The Australian-born actress, who first became a radio star there aged seven, was married in 1949, at the height of her radio fame in Britain, to the American singer Wally Peterson. They had three children but were divorced after 28 years.
Soon after he success in 'The Pyjama Game' she decided to consolidate her career success in America, but it did not work, at least not immediately. American Equity, the actors' union, made her wait for a year before letting her work there, but even then the parts did not come quickly. After three years of living frugally and playing small roles, she landed one of the leads in the Broadway production of the musical, 'Fiorello'. She was 33 and looked destined for stardom, but it never quite happened.
After ten years in America, she returned to London. In 1969 she was to open at the Palace Theatre in London in the key role of Madame Defarge in the musical 'Two Cities', but she walked out during rehearsals amid rumours that she had fallen out with the star, Edward Woodward.
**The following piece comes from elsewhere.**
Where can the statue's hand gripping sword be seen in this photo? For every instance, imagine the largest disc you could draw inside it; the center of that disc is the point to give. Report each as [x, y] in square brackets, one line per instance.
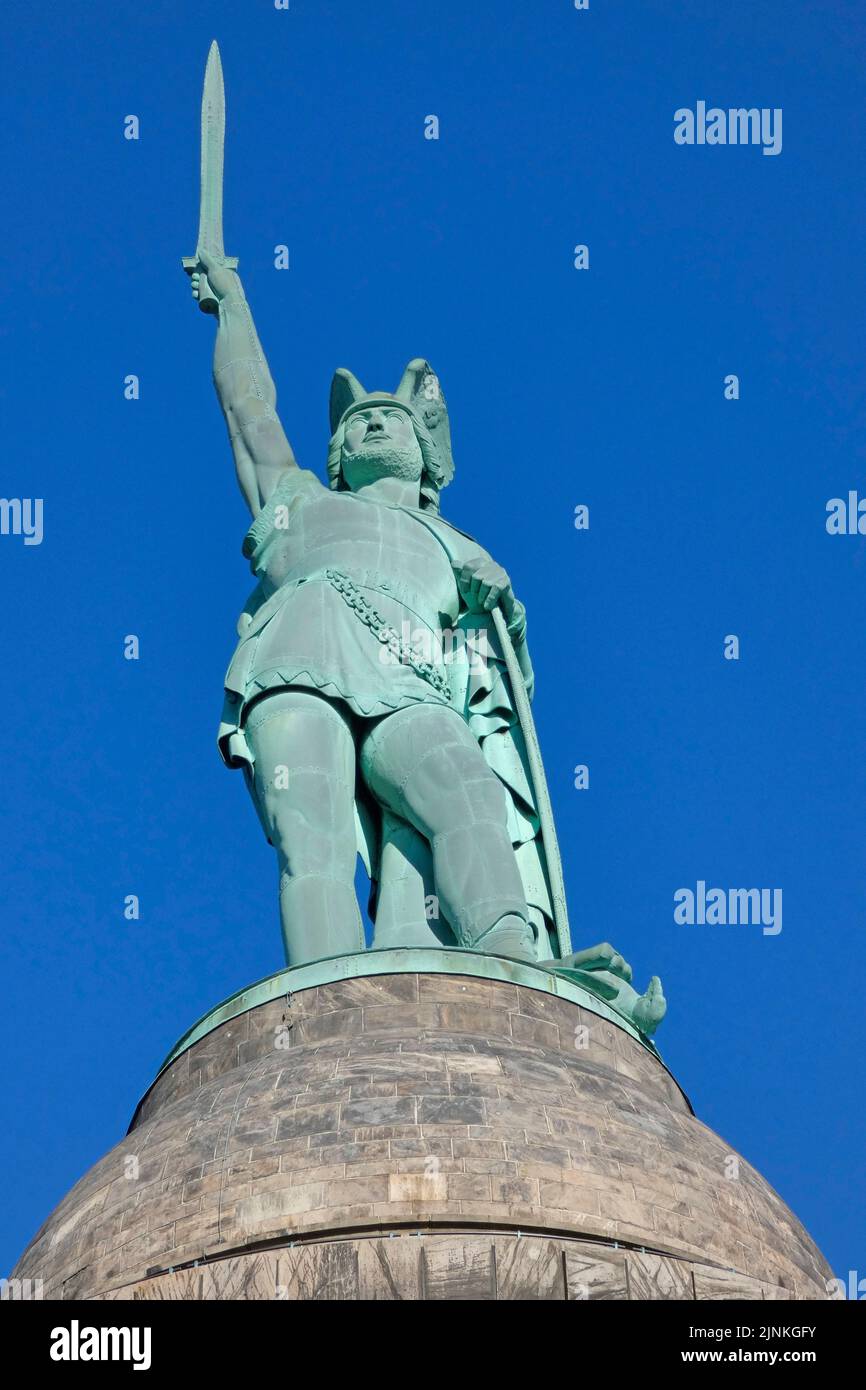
[210, 207]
It was to be six years before she reappeared, picked for what was a minor role in yet another musical, 'Great Expectations', with Sir John Mills and Moira Lister.
After being spotted in the Oxford Street Mothercare selling baby clothes for twenty pounds a week, she made no apologies, saying that she needed the money. At one stage she returned to Australia, launching a stage show in Sydney and for a while having her own radio show, but both soon ended, never to be revived.
On her return to Britain she took an half-page advertisement in 'The Stage' announcing that she was open to offers of theatrical work, but there were none. One of her last show business assignments was in 1979, when she appeared in two episodes of the television series 'My Son, My Son'.
She is survived by twins, Richard and Victoria, and an older daughter, Roberta.